18.2Force majeure on the side of Sisow is involved when an external condition partially or fully impedes Sisow’s fulfilment of its obligations towards the Merchant or when it cannot be reasonably expected that Sisow can fulfil such obligations regardless of whether this condition (these conditions) could have been foreseen when the Agreement was entered into. These conditions include, in any case but not exclusively: – obligations imposed by the government which have consequences for the provision of the services to be provided by Sisow; – deficiency of items, equipment, software and digital infrastructure of third parties, the use of which is necessary for the the Service to be provided by Sisow; – shortcoming of suppliers of Sisow of the other third parties, such as e.g. internet providers and telecom operators, on whose service Sisow is partly dependent for the performance of its obligations; – disruptions of internet, computer network or telecommunications facilities or other (digital) infrastructure; – failure of the electricity supply; – staffing; – strike; – unavailability of one or more essential staff members; – fire and flooding; – war; – extreme weather conditions and natural disasters; – external disturbances.
18.3If the force majeure situation lasts for more than fourteen days and/or it is determined in advance that the force majeure situation shall last for at least fourteen days, the Parties shall have the right to terminate the Agreement.
18.4If Sisow has already partly fulfilled its obligations or can only fulfil its obligations in part when the force majeure situation occurs, Sisow shall be authorized to invoice the already supplied service or the part of the service that can be supplied, respectively, separately and the Merchant must pay this invoice as if it concerned a separate agreement.
19.COMPLAINTS
19.1If the Merchant should discover that there are (or may be) errors or defects in the Service provided by Sisow or that Sisow is in default in some other way, the Merchant must declare Sisow in default within 30 calendar days after discovering the error, defect or default in writing.
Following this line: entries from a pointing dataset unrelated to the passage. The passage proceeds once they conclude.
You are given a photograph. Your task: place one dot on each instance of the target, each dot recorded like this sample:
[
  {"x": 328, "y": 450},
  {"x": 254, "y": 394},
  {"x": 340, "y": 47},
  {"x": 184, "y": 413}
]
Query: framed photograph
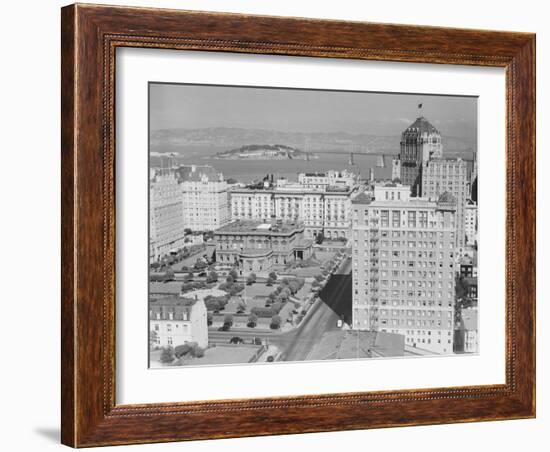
[{"x": 282, "y": 225}]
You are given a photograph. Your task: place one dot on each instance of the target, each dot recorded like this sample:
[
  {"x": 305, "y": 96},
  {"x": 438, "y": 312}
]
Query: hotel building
[
  {"x": 448, "y": 176},
  {"x": 420, "y": 142},
  {"x": 330, "y": 178},
  {"x": 205, "y": 198},
  {"x": 322, "y": 210},
  {"x": 176, "y": 320},
  {"x": 166, "y": 230},
  {"x": 257, "y": 246},
  {"x": 403, "y": 266}
]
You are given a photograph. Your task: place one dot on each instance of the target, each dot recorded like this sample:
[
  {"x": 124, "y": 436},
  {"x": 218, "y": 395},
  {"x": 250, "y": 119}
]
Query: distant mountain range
[{"x": 233, "y": 139}]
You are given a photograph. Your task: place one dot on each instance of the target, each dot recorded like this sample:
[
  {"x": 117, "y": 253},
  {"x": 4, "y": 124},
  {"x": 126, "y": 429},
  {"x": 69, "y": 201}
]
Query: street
[{"x": 296, "y": 345}]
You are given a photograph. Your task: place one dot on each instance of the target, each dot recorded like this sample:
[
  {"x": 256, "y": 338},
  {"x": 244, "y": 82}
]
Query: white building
[
  {"x": 176, "y": 320},
  {"x": 165, "y": 213},
  {"x": 326, "y": 211},
  {"x": 326, "y": 179},
  {"x": 205, "y": 198},
  {"x": 470, "y": 222},
  {"x": 403, "y": 266}
]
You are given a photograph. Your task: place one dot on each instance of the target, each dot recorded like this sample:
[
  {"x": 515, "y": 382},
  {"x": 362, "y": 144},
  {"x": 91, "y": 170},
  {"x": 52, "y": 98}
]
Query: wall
[{"x": 30, "y": 226}]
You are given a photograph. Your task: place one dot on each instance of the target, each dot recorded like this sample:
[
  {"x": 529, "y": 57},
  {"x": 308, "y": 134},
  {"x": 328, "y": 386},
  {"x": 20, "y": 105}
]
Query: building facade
[
  {"x": 403, "y": 266},
  {"x": 448, "y": 176},
  {"x": 326, "y": 211},
  {"x": 470, "y": 222},
  {"x": 326, "y": 179},
  {"x": 420, "y": 142},
  {"x": 257, "y": 246},
  {"x": 205, "y": 198},
  {"x": 166, "y": 230},
  {"x": 176, "y": 320}
]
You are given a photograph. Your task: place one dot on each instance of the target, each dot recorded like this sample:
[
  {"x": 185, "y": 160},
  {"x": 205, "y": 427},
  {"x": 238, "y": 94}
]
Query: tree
[
  {"x": 212, "y": 277},
  {"x": 320, "y": 238},
  {"x": 167, "y": 355},
  {"x": 252, "y": 320}
]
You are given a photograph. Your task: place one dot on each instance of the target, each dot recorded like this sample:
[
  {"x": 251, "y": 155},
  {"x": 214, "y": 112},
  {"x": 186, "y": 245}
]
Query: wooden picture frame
[{"x": 90, "y": 36}]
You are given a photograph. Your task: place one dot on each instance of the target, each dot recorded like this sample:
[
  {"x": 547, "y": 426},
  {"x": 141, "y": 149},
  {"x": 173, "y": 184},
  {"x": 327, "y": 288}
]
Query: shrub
[
  {"x": 262, "y": 312},
  {"x": 275, "y": 322},
  {"x": 212, "y": 277},
  {"x": 167, "y": 355}
]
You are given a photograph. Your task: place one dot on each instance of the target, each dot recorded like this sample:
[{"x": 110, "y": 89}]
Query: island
[{"x": 263, "y": 152}]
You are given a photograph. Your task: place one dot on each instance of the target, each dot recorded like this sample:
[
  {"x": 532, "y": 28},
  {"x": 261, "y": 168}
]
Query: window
[
  {"x": 412, "y": 219},
  {"x": 385, "y": 218}
]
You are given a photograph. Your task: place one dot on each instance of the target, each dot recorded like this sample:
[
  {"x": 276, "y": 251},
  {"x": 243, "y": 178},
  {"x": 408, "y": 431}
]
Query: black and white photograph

The notice of default must contain a description that is the fullest and most detailed possible of the shortcoming so that Sisow can respond appropriately.
19.2A complaint shall not suspend the payment obligation of the Merchant. Sisow is not required to accept a complaint for processing as long as the Merchant still has any unpaid invoices.
20.CURRENCY
20.1If the Merchant accepts payments in a different Currency than the one used to pay the Merchant, Sisow shall pay out the amounts in the currency used by the Financial Institution for making payments. The Merchant cannot call Sisow to account about the exchange rate used.
21.APPLICABLE RIGHT AND CHOICE OF FORUM
21.1The Agreement between Sisow and the Merchant and everything that arises from this shall be governed by Dutch law.
21.2The applicability of the Vienna Sales Convention is excluded.
21.3Any dispute regarding the formation, explanation or execution and/or any other aspect of the Agreement and the General Terms and Conditions shall, in the first instance, be submitted to the competent court of the district court of ‘s-Hertogenbosch.
22.FINAL STIPULATIONS
22.1Sisow and the Foundation are entitled to use the services of third parties when executing the Agreement.
22.2The data with regard to (the execution of) the Agreement kept by Sisow, the Foundation or third parties which they may have engaged serves as full proof with regard to the Merchant unless the Merchant proves otherwise.
22.3All taxes that are due and payable with regard to the Agreement and the General Terms and Conditions or that may be levied in the future, shall be at the expense of the Merchant.
22.4Sisow is entitled to transfer the legal relationship(s) with the Merchant that arises from the Agreement to a third party. By entering into the Agreement, the Merchant gives permission for this in advance unconditionally and irrevocably.